Из гуманных соображений Голд не упомянул, что получил еще и предложение занять пост в правительстве. Мучить Либермана было приятно, но сразить его наповал – пожалуй, чересчур.

Либерман разглядывал его с кабаньей злостью.

– Ты это выдумал, – решил он наконец.

– Ты помнишь Ральфа Ньюсама?

– Он в Министерстве торговли.

– Он теперь в президентской администрации. Он мне звонил.
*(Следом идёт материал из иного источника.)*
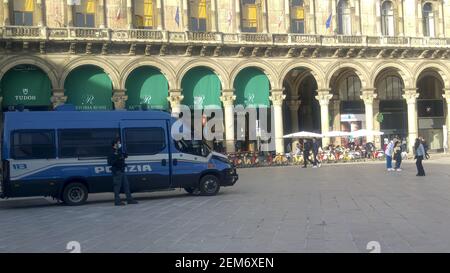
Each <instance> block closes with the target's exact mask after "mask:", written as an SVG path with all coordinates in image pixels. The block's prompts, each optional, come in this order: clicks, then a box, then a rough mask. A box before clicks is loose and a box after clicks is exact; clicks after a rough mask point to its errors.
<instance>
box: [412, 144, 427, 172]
mask: <svg viewBox="0 0 450 273" xmlns="http://www.w3.org/2000/svg"><path fill="white" fill-rule="evenodd" d="M414 153H415V157H414V159H416V167H417V174H416V176H425V170H424V168H423V165H422V161H423V159H424V157H425V155H426V153H425V148H424V147H423V144H422V141H421V140H420V139H418V138H417V139H416V142H415V143H414Z"/></svg>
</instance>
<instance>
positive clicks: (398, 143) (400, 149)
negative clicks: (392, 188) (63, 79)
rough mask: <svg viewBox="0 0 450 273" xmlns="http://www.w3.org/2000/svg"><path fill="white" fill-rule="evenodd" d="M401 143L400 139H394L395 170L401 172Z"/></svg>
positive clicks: (394, 155) (394, 158)
mask: <svg viewBox="0 0 450 273" xmlns="http://www.w3.org/2000/svg"><path fill="white" fill-rule="evenodd" d="M402 152H403V150H402V144H401V142H400V141H396V142H395V144H394V160H395V170H396V171H397V172H401V171H402V169H401V165H402Z"/></svg>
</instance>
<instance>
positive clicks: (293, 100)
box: [287, 99, 302, 133]
mask: <svg viewBox="0 0 450 273" xmlns="http://www.w3.org/2000/svg"><path fill="white" fill-rule="evenodd" d="M301 103H302V102H301V101H300V100H298V99H291V100H288V101H287V105H288V108H289V114H290V116H291V125H292V126H291V128H292V132H293V133H296V132H298V131H299V128H298V110H299V109H300V105H301Z"/></svg>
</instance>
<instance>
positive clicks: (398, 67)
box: [370, 62, 413, 88]
mask: <svg viewBox="0 0 450 273" xmlns="http://www.w3.org/2000/svg"><path fill="white" fill-rule="evenodd" d="M387 69H392V70H394V71H395V72H397V73H398V75H399V76H400V78H401V79H402V80H403V85H404V86H405V88H410V87H413V82H412V76H411V71H410V70H409V68H408V67H407V66H405V65H403V64H401V63H393V62H389V63H386V62H380V63H379V64H378V65H376V66H375V68H374V69H373V70H372V73H371V75H372V78H371V79H370V86H371V87H375V86H376V84H377V81H378V79H379V76H380V75H381V74H382V73H383V72H384V71H385V70H387Z"/></svg>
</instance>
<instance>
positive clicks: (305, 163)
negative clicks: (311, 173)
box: [303, 139, 314, 168]
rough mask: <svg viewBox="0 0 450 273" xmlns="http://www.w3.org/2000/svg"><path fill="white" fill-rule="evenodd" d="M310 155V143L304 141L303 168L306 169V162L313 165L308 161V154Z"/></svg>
mask: <svg viewBox="0 0 450 273" xmlns="http://www.w3.org/2000/svg"><path fill="white" fill-rule="evenodd" d="M310 153H311V143H310V142H309V140H306V139H305V141H304V142H303V168H307V167H308V161H309V162H310V163H311V164H314V162H313V161H312V160H311V159H309V154H310Z"/></svg>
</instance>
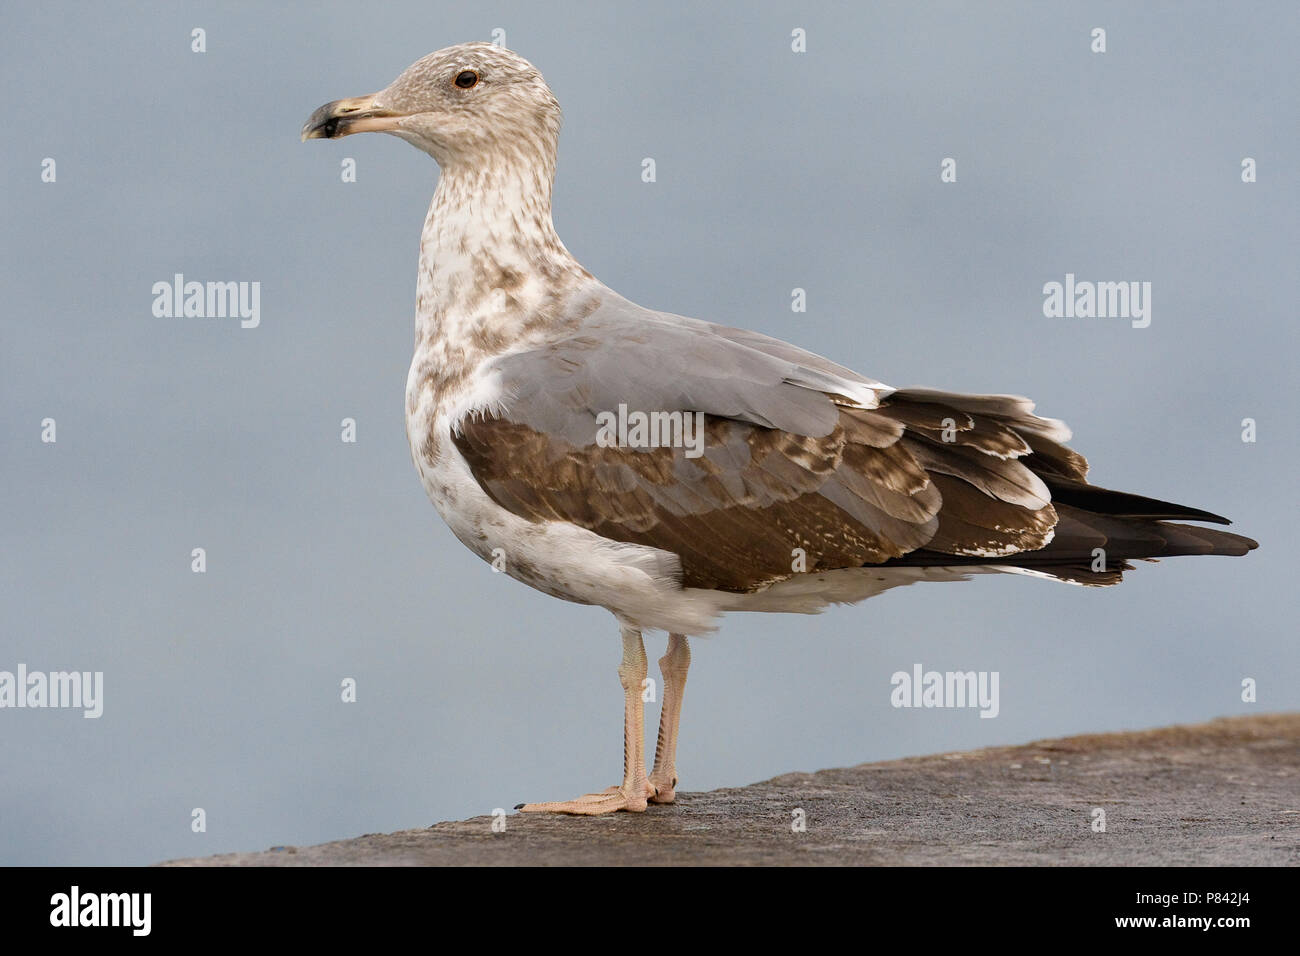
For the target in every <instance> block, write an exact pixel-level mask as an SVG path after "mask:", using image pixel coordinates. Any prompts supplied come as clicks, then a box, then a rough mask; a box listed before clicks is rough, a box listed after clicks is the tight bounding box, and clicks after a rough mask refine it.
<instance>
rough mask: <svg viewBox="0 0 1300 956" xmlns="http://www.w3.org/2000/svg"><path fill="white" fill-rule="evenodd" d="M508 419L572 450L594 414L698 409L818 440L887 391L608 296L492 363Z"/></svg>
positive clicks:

– Почему они не позвонили мне и не поздравили с моей рецензией меня?

– Может быть, они ее не видели.

– Президент в моем рассылочном списке.

– Может быть, она им не понравилась.

– Я Ньюсаму никогда не нравился, – с грустью припомнил Либерман. – А вы с ним всегда дружили. Вы вместе получили грант из благотворительного фонда.
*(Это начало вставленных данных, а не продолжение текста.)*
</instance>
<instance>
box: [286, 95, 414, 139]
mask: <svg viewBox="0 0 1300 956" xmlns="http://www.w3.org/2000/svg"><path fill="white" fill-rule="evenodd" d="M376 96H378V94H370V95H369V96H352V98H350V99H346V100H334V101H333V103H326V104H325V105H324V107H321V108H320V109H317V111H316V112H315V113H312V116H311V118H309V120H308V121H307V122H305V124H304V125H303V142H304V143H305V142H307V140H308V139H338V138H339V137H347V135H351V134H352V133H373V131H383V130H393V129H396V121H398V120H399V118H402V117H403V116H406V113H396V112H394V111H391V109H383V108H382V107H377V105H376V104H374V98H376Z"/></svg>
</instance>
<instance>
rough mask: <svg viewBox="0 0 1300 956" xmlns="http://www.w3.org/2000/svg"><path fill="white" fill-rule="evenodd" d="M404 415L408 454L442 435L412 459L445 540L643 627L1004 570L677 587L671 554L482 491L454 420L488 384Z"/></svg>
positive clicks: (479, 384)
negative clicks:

– Не вместе. Одновременно. Он тебе не нравился.

– Он антисемит.

– Сомневаюсь.

– Спроси у него, – возразил Либерман. – У него ума не хватит соврать. – Либерман, словно прах, отряхнул с себя нахлынувшие на него недобрые чувства. – У меня к тебе под этот твой замысел есть другое неплохое предложение, – сказал он с расчетливым воодушевлением. – Выгодное. Ты мне за те же деньги даешь тридцать или сорок тысяч слов, а я печатаю их в двух номерах. Это должно быть эротическое и легкое чтиво, и тогда у тебя будет все, что делает общедоступную книгу настоящим бестселлером. Подбрось туда черных, наркотики, аборты и побольше межрасовых совокуплений. И я уверен, Помрой тут же ухватится за такую книгу.

Помрой же, напротив, отнесся к этой идее настороженно, а у настороженного Помроя был такой же зловещий и обескураживающий вид, как у ходячего трупа в помятой рубашке, зеленых вельветовых брюках и больших очках. Помрой был меланхоличным неудачником сорока восьми, как и Голд, лет. Помрой прошел путь до главного редактора в преуспевающей издательской фирме со слегка сомнительной репутацией. Чем большего успеха он добивался, тем мрачнее выглядел. Помрой считал, что знает, почему. У него были совсем другие планы в жизни. И ни о чем, кроме этого, он не мог думать.

«Беда людей, которые, как мы, начинают слишком резво, – заметил он как-то одним из самых своих похоронных тонов, – состоит в том, что вскоре нам оказывается некуда расти». А Либерман, естественно, не согласился с этим.

Помрой редко смеялся или повышал голос, но если он все же смеялся, то обычно делал это, тщетно пытаясь убедить какого-нибудь незадачливого автора в том, что всё, в конечном счете, обстоит не так бесповоротно плохо, как кажется. К обману он относился без снисхождения, и не чувствовал необходимости практиковаться в нем.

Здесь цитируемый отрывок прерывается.